NCJ Number
70737
Date Published
1979
Length
37 pages
Annotation
The philosophical relationship of public opinion to the structure of government and criminal law is explored.
Abstract
Public opinion is defined as an organized construction which reflects practices of the state and the ideology that gives it legitimacy. This phenomenon is not to be confused with convictions of the population as a whole. Rather, public opinion represents a loose collection of apparent views used in the political arena. On one hand, essential states (i.e., communist countries) subscribe to the view that the state is always right and represents the absolute will of the people. On the other hand, phenomenalist states (i.e., western industrial states, represented here by Great Britain) accept the validity of diverse opinions among different social groups and believe that public opinion is combative, subject to interpretation, and fluid. In phenomenalist states the government must pay attention to the real popular will in order to achieve legitimacy.
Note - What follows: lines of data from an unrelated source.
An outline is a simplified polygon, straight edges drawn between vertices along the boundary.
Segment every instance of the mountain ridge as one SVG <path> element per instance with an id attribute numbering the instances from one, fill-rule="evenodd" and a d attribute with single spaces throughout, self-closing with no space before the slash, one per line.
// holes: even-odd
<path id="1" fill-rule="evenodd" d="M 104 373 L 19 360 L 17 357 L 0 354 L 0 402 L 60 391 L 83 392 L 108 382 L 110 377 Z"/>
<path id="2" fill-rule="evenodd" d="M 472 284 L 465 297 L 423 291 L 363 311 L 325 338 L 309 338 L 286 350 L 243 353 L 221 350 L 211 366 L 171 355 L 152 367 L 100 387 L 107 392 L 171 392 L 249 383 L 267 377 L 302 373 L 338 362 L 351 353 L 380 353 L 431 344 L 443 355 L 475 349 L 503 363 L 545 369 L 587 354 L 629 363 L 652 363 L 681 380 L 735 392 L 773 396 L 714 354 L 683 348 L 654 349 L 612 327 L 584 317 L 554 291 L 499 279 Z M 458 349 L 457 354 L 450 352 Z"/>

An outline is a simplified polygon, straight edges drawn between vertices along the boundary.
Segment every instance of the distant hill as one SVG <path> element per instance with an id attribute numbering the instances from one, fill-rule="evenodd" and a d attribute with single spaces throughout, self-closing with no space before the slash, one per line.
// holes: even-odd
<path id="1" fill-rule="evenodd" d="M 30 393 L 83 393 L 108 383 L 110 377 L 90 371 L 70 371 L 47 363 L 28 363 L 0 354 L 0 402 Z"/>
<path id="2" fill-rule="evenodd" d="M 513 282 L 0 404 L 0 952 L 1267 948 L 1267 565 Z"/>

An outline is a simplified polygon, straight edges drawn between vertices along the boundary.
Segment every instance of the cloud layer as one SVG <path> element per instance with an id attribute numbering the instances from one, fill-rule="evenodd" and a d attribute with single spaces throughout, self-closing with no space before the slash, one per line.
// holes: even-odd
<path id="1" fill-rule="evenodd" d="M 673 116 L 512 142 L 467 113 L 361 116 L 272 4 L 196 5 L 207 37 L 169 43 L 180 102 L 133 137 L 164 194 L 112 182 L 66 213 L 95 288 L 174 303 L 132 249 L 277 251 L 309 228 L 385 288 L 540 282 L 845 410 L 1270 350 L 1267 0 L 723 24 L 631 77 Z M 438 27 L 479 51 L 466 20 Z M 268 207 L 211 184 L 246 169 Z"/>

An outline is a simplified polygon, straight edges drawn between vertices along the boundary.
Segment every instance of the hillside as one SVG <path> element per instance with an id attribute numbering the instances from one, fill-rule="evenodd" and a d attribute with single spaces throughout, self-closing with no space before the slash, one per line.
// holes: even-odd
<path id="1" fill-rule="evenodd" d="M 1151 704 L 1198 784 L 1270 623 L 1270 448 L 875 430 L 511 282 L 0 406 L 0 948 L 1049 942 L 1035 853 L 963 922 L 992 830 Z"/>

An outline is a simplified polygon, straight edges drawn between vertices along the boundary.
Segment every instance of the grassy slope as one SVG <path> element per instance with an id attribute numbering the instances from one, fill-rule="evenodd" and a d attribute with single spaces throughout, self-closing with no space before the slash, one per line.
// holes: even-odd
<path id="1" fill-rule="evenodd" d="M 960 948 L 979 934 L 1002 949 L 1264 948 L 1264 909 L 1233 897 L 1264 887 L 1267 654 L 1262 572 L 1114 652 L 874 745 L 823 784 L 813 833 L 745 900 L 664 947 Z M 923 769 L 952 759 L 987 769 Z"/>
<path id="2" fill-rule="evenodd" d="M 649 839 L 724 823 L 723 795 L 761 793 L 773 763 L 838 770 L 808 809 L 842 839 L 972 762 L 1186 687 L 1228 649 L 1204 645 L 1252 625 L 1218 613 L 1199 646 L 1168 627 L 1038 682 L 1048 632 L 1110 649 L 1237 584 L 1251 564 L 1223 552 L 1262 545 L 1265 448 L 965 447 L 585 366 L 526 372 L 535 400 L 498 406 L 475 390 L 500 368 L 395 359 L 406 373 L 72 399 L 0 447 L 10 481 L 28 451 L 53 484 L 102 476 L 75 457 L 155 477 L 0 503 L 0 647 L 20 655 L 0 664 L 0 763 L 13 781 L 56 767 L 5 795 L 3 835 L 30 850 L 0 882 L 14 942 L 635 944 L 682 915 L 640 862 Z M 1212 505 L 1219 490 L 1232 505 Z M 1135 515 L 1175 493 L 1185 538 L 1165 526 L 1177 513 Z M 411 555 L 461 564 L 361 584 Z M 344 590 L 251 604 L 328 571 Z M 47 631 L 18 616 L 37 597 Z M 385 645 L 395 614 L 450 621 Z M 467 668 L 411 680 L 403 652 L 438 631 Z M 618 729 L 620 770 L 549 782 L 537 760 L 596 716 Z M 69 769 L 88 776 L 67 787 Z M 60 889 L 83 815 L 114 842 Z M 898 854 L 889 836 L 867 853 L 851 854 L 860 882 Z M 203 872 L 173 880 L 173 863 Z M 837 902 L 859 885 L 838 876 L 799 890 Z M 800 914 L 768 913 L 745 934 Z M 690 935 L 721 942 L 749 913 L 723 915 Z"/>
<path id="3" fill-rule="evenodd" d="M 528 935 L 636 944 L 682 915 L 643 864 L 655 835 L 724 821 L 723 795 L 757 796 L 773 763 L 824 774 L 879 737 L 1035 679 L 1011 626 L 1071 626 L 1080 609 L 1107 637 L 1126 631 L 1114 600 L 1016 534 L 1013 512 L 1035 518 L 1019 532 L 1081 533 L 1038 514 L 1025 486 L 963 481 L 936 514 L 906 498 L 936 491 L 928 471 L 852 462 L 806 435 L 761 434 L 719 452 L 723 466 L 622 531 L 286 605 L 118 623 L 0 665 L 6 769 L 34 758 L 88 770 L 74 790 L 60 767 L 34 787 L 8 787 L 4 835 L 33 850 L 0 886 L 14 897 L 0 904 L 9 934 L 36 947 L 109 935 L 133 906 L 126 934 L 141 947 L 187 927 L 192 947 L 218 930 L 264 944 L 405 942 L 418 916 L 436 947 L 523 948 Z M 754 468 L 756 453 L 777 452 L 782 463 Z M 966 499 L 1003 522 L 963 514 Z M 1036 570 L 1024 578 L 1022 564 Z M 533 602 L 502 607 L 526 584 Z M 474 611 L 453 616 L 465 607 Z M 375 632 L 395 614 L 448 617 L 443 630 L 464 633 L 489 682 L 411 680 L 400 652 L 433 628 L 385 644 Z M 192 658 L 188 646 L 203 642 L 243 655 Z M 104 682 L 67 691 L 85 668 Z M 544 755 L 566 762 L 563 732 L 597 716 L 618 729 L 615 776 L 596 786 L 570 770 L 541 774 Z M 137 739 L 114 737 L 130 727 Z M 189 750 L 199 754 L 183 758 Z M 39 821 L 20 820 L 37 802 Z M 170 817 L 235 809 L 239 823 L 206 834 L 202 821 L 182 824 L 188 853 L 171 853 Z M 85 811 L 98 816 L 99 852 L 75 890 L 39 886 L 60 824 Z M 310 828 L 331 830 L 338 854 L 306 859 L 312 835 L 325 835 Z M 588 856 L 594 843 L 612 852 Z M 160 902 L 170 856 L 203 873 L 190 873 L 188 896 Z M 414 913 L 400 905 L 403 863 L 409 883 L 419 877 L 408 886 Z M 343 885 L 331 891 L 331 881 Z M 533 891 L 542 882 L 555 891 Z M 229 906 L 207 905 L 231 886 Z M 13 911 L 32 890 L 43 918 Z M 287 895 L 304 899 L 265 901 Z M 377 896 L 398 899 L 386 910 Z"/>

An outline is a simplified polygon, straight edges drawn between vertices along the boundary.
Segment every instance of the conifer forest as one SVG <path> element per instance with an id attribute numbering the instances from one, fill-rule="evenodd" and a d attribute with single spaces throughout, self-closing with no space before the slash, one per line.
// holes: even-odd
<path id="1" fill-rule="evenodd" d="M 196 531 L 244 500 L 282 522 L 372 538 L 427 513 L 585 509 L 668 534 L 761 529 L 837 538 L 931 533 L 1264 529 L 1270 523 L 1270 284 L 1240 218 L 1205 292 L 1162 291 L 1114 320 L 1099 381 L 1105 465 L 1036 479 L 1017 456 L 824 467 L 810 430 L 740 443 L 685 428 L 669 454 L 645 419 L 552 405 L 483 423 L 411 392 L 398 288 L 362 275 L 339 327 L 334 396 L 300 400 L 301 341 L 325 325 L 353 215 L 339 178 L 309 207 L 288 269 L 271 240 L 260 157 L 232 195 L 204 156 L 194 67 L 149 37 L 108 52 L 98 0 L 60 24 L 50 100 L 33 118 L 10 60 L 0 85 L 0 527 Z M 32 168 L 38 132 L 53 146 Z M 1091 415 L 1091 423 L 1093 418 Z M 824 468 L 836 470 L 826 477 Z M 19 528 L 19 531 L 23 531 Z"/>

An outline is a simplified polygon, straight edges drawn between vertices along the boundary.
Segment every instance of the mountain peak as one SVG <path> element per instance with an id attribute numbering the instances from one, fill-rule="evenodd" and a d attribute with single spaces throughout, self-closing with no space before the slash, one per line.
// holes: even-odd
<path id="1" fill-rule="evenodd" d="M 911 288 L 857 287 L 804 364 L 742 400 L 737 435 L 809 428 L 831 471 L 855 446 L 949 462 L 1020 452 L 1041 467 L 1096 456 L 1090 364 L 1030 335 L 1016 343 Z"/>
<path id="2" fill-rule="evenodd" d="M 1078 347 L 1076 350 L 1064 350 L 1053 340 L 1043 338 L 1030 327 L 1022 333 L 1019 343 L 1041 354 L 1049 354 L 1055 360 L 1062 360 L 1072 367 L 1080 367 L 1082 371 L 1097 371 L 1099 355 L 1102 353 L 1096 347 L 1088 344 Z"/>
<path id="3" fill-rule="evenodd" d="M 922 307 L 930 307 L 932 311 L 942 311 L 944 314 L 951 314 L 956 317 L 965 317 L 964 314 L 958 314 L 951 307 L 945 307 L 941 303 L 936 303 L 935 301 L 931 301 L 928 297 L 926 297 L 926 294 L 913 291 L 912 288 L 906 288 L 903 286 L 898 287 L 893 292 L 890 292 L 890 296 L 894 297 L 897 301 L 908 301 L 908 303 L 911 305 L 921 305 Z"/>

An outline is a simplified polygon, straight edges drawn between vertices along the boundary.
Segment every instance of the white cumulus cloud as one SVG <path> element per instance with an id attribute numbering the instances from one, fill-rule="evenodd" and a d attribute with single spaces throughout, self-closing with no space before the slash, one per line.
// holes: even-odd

But in the West, 'public' opinion is structured by particular methods of interpretation which are determined by the governing circle of individuals responsible for this circle, but without ethnographic research about the nature of actual public opinion, no systematic alternative argumentation can be developed. Presently, the validity of administrators' principles of interpretation for the social structures is accepted. As a result, the governing circle can gloss over troublesome areas of crime and criminal legislation by avoiding unpopular measures and by reducing social control to technical matters to be resolved by experts. Footnotes are supplied.--in French.